[merge] cache encoding

Mon Aug 14 15:04:41 BST 2006

Martin Pool wrote:
> On 12 Aug 2006, John Arbash Meinel <john at arbash-meinel.com> wrote:
> 
>> Well, bzr itself has not been able to create anything but restricted
>> ascii revision ids and file ids for a while.
>>
>> I guess we could get non-ascii revision ids if the user's email
>> contained a non-ascii character. The file-id generator removes
>> everything that matches '[^\w.]' which I believe expands to something
>> like "a-zA-Z_." (I should even removes '-')
> 
> It's fairly common to have nonascii characters in the 'real name' part
> of the email address but I don't think they're valid, or at least
> they're very rare, in the actual address itself, which is all we want.

Sure. But we don't check that, so we should update the email-address
parser to require it. (Or at least the email => revision_id code).

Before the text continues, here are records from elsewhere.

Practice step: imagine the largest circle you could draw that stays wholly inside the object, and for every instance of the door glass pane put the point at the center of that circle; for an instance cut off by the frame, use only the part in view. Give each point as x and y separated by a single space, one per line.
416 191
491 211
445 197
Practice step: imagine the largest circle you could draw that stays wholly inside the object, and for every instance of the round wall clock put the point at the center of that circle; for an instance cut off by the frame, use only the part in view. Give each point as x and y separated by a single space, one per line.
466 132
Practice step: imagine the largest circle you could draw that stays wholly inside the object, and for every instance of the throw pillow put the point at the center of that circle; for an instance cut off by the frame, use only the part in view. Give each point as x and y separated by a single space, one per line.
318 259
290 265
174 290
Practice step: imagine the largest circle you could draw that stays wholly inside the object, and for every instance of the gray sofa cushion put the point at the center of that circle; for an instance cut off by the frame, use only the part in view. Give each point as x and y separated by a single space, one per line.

There is also punycode domain names. Which might be nicer as a real
unicode string internally.

> 
>> For revision ids we use:
>>         s = '%s-%s-' % (self._config.user_email(),
>>                         compact_date(self._timestamp))
>>         s += hexlify(rand_bytes(8))
>>
>> Obviously timestamp and hexlify won't generate non-ascii.
>>
>> The problem, though is code like 'Tailor', et al. I know we are safe for
>> baz=>bzr, because Arch never supported anything other than ASCII (at
>> least not officially).
> 
> I don't know of any other system which does, so I don't see why Tailor
> would be trying to support them.
> 
> We can't be constrained to continue permitting everything which was just
> not prohibited before.

I'm thinking about supporting existing conversions. And bzr-svn might
have already created non-ascii revision ids. (Because they include the
branch path as part of the revision id).

> 
>> I realize that revision ids are mostly arbitrary. But people are more
>> and more assigning meaning to them. Mostly as part of the conversion
>> process.
> 
> Right, but if someone is converting from a source which has nonascii
> bits, they can always do the escaping themselves, in the code which
> specifically has to support it.

Sure. But the only Unicode => ascii escaping I know of is urlescaping,
though maybe UTF-7 would fall under that category as well. The problem
with url escaping is that it has to be escaped again at the next layer.

> 
>> I do believe the utf8=>unicode conversion is down in the noise right
>> now, but that doesn't mean it won't become a bigger deal as we do more work.
> 
> Making sure they get handled correctly is one more thing to get right,
> and one more thing that can take time.  Unless we really need it, and I
> don't think we do, then we might as well restrict it.
> 
> So I would say, just require them to be ascii.  If we can agree on that,
> we should put it in developer documentation somewhere (bzrlib/doc/api or
> HACKING.)
> 

At this point, I don't think we can do filesystem-safe ascii. (no :, /,
", <, >, etc), and I think it would be overly restrictive to require
them to be lowercase. (Especially thinking of SVN conversions, which
then have to escape all sorts of things).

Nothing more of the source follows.